É difícil atribuir uma única causa a um fenômeno complexo como esse. Nas matérias que li, vi gente dizendo que era por conta da volta às aulas presenciais, da carga horária extensa da escola integral e até mesmo por causa do uso excessivo de celular e redes sociais – este último não passa de um julgamento grosseiro, diga-se de passagem.
A fala dessa mãe, no entanto, me causou indignação. Menos pelo seu conteúdo e mais pelas condições sistêmicas que a autorizaram a dizer isso.
Será que falaríamos algo parecido com pessoas adultas? Será que, em vez de culpar as vítimas, não seria melhor investigar mais a fundo as raízes estruturais desse episódio?
Uma tempestade não eclode do nada. É preciso muita condensação antes. Já havia algo no “espaço-entre” desses jovens que contribuiu para a crise ocorrer. Já havia algo de errado no ar dessa escola, por mais que se tratasse de uma “Escola de Referência em Ensino Médio”.
Uma pista: logo antes da crise de ansiedade coletiva, os alunos estavam fazendo provas. Só não houve a aplicação de mais provas depois porque o “surto” aconteceu.
Outra pista: foi relatado que um aluno tinha levado uma arma para a escola semanas antes do ocorrido.
O que havia de errado no ar dessa escola é, no fundo, a mesma coisa que está errada em quase todas as escolas: o modelo escolarizado de educação.
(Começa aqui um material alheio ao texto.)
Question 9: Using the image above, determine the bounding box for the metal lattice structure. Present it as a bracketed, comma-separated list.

Ninguém quer ser cobrado por "responsabilidades” não consentidas. Ao mesmo tempo, todos queremos nos sentir protegidos e valorizados – e mostrar uma arma para os colegas é uma tentativa trágica de alcançar isso.
(A violência nas escolas é inversamente proporcional à liberdade dos estudantes de criarem suas próprias paisagens educativas. Aprendi com o Yaacov Hecht)
É preciso implodir a “caixa” escolarizante para que, em seu lugar, possam florescer responsabilidades livremente assumidas em vez de “cobranças mal suportadas”.